A 26-year-old who already faces fraud and reckless operation charges is accused of taking a 39-foot boat and causing $15,000 in damage.
By CHRIS TISCH, Times Staff Writer
© St. Petersburg Times, published October 10, 2002
CLEARWATER -- Within two weeks of his arrest on charges of theft and fraud last year, Todd Naylor took a joy ride, police say.
In early April of last year, Clearwater police say, Naylor and a friend went to the Island Yacht Club and untied a 39-foot Sea Ray from its slip. The friend, thinking the boat was Naylor's, boarded the boat and rode along as Naylor drove to Shephard's Beach Resort and picked up some acquaintances.
Downing Bud Lights, Naylor and a group of seven friends went joy riding on the seas, police said. Then Naylor ran aground just off Dunedin Causeway. He and his friends were stuck for 90 minutes until high tides rocked them free, police said.
Police said Naylor brought the boat back to the marina and tied it to the slip.
The $80,000 boat had suffered about $15,000 in damage. The canvas was ripped and one of boat's two engines had been blown from the encounter with the sandbar. The gas tank was dry, and beer cans were scattered throughout the vessel.
All of which wouldn't be a big deal, except for one thing: The boat doesn't belong to Naylor. It is owned by two men who don't even know him.
After almost 18 months of investigation, authorities on Wednesday morning arrested Naylor on a grand theft charge. He was being held at the Pinellas County Jail Wednesday in lieu of $10,000 bail, but he intended to post bail Wednesday evening, said his attorney, John Trevena.
The thing that got Naylor caught: A friend left his driver's license on board. After the owners found the license while cleaning the boat, they gave it to Clearwater police, who used it to track down Naylor.
Naylor, 26, and his father, Richard P. Naylor, were previously charged on April 5, 2001, with multiple counts of fraud and grand theft. Authorities said the Naylors defrauded investors in the elder Naylor's business, Thunderbird Helicopter Service in Clearwater.
Authorities said Richard Naylor was in over his head with investors from whom he had taken hundreds of thousands of dollars and with customers he had promised newly refurbished helicopters he didn't deliver. On June 23, 1998, a desperate Richard Naylor set fire to his business at 1710 Calumet St. in Clearwater, authorities said.
That fire led to the Pinellas County Sheriff's Office's criminal investigation into Naylor's complex business dealings. It took almost three years for authorities to unravel a web of bad deals and schemes that authorities said defrauded 27 people out of $5.5-million since 1996.
Richard Naylor has told the Times he made some bad business decisions, but he shouldn't be criminally prosecuted. He also said his son had little to do with the business. Both are awaiting trial and are scheduled for a pretrial hearing Dec. 17.

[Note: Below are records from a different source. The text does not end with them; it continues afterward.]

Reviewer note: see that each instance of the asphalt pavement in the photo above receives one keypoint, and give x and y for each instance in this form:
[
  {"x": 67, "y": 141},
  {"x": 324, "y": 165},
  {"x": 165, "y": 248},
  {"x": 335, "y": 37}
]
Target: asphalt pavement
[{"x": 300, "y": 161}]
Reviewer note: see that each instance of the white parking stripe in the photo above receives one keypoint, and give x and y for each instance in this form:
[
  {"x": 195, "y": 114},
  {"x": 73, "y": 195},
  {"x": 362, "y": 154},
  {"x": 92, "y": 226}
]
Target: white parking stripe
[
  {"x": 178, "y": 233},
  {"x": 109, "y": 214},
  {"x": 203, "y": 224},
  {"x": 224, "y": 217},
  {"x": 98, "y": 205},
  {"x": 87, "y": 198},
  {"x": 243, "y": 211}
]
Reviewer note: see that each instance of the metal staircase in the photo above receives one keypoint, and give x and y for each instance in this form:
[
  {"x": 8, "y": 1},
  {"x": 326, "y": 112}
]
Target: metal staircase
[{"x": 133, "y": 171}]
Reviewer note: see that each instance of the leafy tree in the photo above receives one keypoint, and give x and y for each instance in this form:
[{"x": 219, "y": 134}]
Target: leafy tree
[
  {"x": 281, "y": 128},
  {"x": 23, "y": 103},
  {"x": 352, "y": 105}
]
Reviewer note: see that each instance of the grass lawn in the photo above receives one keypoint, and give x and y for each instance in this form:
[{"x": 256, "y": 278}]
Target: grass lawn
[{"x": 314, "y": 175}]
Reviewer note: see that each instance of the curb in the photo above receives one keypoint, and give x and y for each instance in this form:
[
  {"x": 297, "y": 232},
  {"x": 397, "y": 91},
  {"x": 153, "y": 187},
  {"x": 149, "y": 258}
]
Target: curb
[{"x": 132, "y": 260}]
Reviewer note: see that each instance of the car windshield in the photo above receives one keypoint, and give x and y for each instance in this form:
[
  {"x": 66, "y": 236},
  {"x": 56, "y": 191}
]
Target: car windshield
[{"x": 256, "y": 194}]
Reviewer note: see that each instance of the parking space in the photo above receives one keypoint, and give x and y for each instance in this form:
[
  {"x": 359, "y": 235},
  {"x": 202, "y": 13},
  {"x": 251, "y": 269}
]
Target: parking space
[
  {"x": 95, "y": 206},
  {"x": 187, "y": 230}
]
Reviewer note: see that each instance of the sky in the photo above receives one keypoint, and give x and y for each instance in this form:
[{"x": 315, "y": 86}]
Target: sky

Five other associates and partners also were charged. One has pleaded guilty.
Todd Naylor was released from jail on bail the day of his arrest. Within two weeks, police said, Naylor took the Sea Ray on a joy ride.
While his business was crumbling, Richard Naylor had a waterfront condo on Sand Key, a Mercedes and 60 acres in Georgia, where he put up a girlfriend. He also had a boat moored at Island Yacht Club, just a few slips away from the boat that was stolen, said Clearwater police Detective John Diebel.
Todd Naylor seemed so sure of himself on the boat that his friend, Daniel Cummings, believed Naylor when he said it was his father's, authorities said.
The owners reported the boat damage on April 14. Four days later, as they cleaned the boat, they found a driver's license belonging to Chad Schultz in a drawer. Diebel contacted Schultz, who told him Naylor had picked him up at Shephard's.
"If it wasn't for finding that license, I wouldn't have solved the case," Diebel said.
Diebel interviewed Naylor, who denied being on the boat, the detective said.
Diebel signed the warrant for Naylor's arrest two weeks ago. Naylor was arrested at his home, 2159 Karan Way, on Wednesday morning.
Trevena, Naylor's attorney, wondered why it took 18 months to make the charge. Diebel said it took that long to find witnesses.
"It sounds like somebody wanted to throw another charge on him," Trevena said. "We will vigorously defend his new charge."
Since his arrest last year, Naylor also has been charged with reckless operation of a boat and disorderly intoxication.
He was given a notice to appear in court in May after a deputy saw him trying to drive a 25-foot cabin cruiser at full speed in a congested area of Clearwater Pass. Naylor, who had been drinking, lost control of the boat and struck four other vessels. Marine deputies had to help him control the boat.
He pleaded no contest to that charge and was ordered to pay $225 in court costs. The disorderly intoxication charge was dropped.